Isa 43:10 Ye are my witnesses, saith the LORD, and my servant whom I have chosen: that ye may know and believe me, and understand that I am he: before me there was no God formed, neither shall there be after me
Sunday, March 31, 2013
The Cure For A Fretful Spirit
THE HOLY SPIRIT IN PSALM 37 admonishes us to beware of irritation in our religious lives:
Fret not thyself because of evildoers, neither be thou envious against the workers of iniquity.
The word "fret" comes to us from the Anglo-Saxon and carries with it
such a variety of meanings as bring a rather pained smile to our faces.
Notice how they expose us and locate us behind our disguises.
The
primary meaning of the word is to eat, and from there it has been
extended with rare honesty to cover most of the manifestations of an
irritable disposition. "To eat away; to gnaw; to chafe; to gall; to vex;
to worry; to agitate; to wear away"; so says Webster.
And all who have
felt the exhausting, corrosive effects of fretfulness know how
accurately the description fits the facts.
Now, the grace of God in the human heart works to calm the agitation
that normally accompanies life in such a world as ours. The Holy Spirit
acts as a lubricant to reduce the friction to a minimum and to stop the
fretting and chafing in their grosser phases.
But for most of us the
problem is not as simple as that.Fretfulness may be trimmed down to the ground and its roots remain
alive deep within the soul, there growing and extending themselves all
unsuspected, sending up their old poisonous shoots under other names and
other appearances.
It was not to the unregenerate that the words "Fret not" were spoken,
but to God-fearing persons capable of understanding spiritual things.
We Christians need to watch and pray lest we fall into this temptation
and spoil our Christian testimony by an irritable spirit under the
stress and strain of life.
It requires great care and a true knowledge of ourselves to
distinguish a spiritual burden from religious irritation.
We dare not
rest at ease in Zion when the church is so desperately in need of
spiritually sensitive men and women who can see her faults and try to
call her back to the path of righteousness.
The prophets and apostles of
Bible times carried in their hearts such crushing burdens for God's
wayward people that they could say, Tears have been my meat day and
night, and Oh that my head were waters, and mine eyes a fountain. of
tears, that I might weep day and night for the slain daughter of my
people!
These men were heavy with a true burden. What they felt was not
vexation but acute concern for the honor of God and the souls of men.

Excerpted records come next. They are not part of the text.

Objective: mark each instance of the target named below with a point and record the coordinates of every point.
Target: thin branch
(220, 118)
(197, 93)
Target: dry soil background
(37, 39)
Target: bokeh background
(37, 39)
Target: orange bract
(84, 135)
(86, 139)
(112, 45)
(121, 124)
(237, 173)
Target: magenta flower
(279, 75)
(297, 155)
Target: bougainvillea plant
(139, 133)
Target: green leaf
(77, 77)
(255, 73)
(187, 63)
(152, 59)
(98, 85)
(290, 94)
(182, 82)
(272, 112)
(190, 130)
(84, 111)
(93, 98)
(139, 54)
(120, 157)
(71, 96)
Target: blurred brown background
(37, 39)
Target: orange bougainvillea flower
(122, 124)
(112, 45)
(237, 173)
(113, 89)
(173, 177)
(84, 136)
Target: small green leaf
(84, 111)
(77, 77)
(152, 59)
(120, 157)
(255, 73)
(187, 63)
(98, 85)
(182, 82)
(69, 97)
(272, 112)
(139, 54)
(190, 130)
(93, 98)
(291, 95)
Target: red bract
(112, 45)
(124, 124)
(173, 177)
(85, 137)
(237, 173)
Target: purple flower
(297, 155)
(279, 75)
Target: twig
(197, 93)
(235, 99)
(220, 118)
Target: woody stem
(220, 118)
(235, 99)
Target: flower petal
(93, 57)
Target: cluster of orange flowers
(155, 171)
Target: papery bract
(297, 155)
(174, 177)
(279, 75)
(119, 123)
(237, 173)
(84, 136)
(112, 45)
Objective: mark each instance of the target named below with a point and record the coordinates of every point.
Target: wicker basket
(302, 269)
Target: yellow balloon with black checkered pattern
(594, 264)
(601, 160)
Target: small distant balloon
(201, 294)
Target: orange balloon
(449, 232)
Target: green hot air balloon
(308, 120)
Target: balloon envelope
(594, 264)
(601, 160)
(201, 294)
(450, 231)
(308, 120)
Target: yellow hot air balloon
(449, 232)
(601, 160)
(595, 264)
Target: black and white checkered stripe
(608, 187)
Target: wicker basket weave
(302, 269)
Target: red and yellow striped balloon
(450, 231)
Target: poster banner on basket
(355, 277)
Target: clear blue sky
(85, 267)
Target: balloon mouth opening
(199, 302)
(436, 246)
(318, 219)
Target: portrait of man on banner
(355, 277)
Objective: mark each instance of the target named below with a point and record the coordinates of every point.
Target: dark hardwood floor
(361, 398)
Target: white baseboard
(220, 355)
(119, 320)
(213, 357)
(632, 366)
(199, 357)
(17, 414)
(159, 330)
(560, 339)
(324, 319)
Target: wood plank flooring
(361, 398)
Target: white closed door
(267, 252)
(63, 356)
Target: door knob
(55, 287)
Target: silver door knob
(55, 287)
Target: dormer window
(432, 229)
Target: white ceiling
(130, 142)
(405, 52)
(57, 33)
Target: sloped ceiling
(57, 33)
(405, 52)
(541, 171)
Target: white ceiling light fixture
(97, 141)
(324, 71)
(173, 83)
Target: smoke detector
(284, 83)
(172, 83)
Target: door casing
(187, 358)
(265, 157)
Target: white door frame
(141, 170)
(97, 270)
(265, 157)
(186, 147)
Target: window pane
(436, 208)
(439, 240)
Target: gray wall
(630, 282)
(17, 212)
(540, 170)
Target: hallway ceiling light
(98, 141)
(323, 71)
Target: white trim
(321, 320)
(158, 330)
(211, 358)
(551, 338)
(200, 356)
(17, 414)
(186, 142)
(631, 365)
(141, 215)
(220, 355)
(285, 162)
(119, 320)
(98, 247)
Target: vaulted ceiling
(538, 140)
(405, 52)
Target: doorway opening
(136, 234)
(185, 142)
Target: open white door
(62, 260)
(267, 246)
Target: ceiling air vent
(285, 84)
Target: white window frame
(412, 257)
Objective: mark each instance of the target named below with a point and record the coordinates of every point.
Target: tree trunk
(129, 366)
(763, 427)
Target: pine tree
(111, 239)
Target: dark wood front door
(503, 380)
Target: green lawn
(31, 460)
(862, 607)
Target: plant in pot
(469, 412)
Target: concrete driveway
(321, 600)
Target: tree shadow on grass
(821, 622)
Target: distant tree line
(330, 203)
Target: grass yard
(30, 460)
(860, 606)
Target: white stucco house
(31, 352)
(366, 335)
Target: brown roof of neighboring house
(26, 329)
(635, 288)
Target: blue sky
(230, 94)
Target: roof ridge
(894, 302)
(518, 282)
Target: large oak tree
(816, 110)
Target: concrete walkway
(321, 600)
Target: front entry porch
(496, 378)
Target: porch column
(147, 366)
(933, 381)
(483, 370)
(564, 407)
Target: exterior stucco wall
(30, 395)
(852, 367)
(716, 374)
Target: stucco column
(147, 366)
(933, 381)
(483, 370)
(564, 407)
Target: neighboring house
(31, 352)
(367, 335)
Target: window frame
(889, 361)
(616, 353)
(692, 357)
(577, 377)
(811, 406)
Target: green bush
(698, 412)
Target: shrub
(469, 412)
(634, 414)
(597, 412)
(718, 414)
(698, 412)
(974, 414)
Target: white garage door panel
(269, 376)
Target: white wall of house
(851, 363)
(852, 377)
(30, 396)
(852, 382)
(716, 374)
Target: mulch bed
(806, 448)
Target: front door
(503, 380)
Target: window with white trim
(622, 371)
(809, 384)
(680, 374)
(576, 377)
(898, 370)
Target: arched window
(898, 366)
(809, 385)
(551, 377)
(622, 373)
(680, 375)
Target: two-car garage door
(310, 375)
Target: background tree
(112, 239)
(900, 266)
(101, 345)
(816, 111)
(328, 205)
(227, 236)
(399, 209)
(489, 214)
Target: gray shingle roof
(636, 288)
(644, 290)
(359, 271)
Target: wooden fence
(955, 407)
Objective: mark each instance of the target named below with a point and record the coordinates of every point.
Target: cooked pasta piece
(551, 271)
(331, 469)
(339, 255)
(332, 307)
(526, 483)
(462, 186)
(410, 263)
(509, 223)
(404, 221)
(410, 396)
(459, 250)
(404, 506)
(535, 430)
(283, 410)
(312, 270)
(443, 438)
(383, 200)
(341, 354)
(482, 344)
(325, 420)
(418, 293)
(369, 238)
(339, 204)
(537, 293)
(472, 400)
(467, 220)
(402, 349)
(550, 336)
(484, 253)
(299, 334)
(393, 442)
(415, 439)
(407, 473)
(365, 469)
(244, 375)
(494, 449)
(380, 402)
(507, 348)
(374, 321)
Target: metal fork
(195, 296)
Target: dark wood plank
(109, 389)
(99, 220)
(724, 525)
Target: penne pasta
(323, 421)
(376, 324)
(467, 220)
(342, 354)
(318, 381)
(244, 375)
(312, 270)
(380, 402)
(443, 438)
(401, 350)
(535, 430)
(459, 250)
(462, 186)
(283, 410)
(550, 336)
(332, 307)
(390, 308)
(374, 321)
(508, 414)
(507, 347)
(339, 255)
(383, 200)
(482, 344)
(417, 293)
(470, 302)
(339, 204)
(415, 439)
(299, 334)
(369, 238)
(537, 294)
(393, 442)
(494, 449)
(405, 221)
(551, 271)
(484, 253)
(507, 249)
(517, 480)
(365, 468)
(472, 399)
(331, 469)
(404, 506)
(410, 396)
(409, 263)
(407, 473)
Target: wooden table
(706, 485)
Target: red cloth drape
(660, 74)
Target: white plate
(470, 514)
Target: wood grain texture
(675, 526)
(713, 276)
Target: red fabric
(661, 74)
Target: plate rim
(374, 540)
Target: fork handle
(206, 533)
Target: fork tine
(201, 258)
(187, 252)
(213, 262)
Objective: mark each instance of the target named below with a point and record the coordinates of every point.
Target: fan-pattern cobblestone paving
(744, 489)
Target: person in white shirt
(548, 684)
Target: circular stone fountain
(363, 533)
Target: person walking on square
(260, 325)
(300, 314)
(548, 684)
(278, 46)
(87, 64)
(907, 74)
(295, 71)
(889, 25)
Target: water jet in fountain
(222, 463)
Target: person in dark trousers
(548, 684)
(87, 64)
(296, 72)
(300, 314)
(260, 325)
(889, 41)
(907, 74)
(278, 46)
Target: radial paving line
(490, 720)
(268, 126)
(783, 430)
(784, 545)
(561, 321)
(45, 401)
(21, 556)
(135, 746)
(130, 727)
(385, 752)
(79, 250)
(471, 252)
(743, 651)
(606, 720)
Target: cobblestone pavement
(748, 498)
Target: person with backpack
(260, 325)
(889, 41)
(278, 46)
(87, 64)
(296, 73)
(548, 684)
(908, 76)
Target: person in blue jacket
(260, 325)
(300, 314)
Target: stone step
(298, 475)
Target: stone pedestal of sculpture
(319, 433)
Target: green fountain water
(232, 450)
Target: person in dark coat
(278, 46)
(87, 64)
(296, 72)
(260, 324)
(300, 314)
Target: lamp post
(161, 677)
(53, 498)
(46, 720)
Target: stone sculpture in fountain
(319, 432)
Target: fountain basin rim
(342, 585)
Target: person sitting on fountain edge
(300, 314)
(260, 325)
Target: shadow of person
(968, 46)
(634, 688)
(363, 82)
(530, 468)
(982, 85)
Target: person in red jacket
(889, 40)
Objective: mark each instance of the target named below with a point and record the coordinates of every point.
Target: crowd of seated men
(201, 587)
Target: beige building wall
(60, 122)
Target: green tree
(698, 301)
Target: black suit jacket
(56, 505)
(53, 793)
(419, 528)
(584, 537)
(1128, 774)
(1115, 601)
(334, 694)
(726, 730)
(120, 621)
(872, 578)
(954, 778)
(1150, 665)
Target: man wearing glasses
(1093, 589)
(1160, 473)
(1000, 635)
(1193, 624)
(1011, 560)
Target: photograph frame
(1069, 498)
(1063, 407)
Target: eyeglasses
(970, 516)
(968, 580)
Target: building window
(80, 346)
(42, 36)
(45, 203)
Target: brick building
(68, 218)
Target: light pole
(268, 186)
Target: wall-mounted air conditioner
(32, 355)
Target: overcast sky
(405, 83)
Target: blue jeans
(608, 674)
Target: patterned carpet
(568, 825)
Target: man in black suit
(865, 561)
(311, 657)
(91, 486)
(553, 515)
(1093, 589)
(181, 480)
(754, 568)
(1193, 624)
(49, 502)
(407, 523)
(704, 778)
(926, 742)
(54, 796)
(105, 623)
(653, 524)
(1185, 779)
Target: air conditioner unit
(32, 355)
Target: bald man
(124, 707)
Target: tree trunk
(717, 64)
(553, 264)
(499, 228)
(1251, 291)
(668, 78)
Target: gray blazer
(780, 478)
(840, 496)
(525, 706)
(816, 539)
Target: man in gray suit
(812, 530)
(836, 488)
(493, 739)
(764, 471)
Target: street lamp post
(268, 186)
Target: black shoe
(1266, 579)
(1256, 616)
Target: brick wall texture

By nature some persons fret easily. They have difficulty separating
their personal antipathies from the burden of the Spirit. When they are
grieved they can hardly say whether it is a pure and charitable thing or
merely irritation set up by other Christians having opinions different
from their own.
Of one thing we may be sure, we can never escape the external stimuli
that cause vexation. The world is full of them and though we were to
retreat to a cave and live the remainder of our days alone we still
could not lose them. The rough floor of our cave would chafe us, the
weather would irritate us and the very silence would cause us to fret.
Deliverance from a fretting spirit may be by blood and fire, by
humility, self-abnegation and a patient carrying of the cross. There
will always be "evildoers" and "workers of iniquity," and for the most
part they will appear to succeed while the forces of righteousness will
seem to fail.
The wicked will always have the money and the talent and
the publicity and the numbers, while the righteous will be few and poor
and unknown.
The prayerless Christian will surely misread the signs and
fret against the circumstances. That is what the Spirit warns us
against.
Let us look out calmly upon the world; or better yet, let us look
down upon it from above where Christ is seated and we are seated in Him.
Though the wicked spread himself like "a green bay tree" it is only for
a moment. Soon he passes away and is not."
But the salvation of the
righteous is of the Lord: he is their strength in the time of trouble.
This knowledge should cure the fretting spirit.